汗を浮かべながらそう低く呟き、悟空は荒々しく唇を重ねてくる。貪るような、どちらかというと動物の交尾のようなセックスに、突然こういう言葉が混ざってくるのだから始末に負えない。

「んむぅ!…ん、んっ!」


ああ、隣の部屋でブラが泣いているのが聞こえる。


「ベジータ…ブラが、泣いてっぞ、行ってやんねぇんか…?」
「行ける、かぁっ…!くそったれ、あ、あ、ぁ…!」

ぐちゅ、と結合部が音を立てた。
中で出された精液が泡だって、もう感じるのは痛みよりも快楽のみだ。
悟空が中で動くたびに、前立腺が引っかかれて鋭い悦楽が身体を善がらせる。

「父親失格だよなあ、おめぇ…、子供が腹減って泣いてんのに、自分は…オラので腹いっぱいにしてんだもん…」
「や、あ…!あっ、貴様っ、どの口でそんなことぉ…!」
「だって、ほんとだろ…?」

悟空は、少し冷たい顔で笑った。
子供に笑いかけていたときの男と同一人物とは到底思えない、サイヤ人らしい顔。


「ベジータ、オラ、大好きだぞ…」
「…うるせ…っ、ばかやろ……、言わなくたって知ってる…!」


そういうお前も、地球になじんだお前も。
どっちも好きだなんて言える筈があるか。





END.




普通に子守唄ネタというのが夢の中に出てきて、それを話に起こしてみたらこんなことに。
OL(オッサンラブ)!書いてみたらすごい熟年感が。
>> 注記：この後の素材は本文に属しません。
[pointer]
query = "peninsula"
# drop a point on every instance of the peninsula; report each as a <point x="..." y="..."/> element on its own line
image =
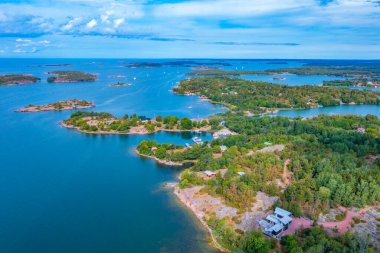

父ちゃんっぽい悟空とベジがかけて満足
なんか、子供のいる夫婦のようだ!はぁはぁ!←
悟空さドSになっちゃった
悟空の口が私の口になっとる!
次はベジたんをSにしてみたいもんですね。だってあの子Sだもんね。SだけどMだよね。一人SM?←
最後の方、疲れ切ってしまった私が。エロ少ないのでエロ表記はなしにしました。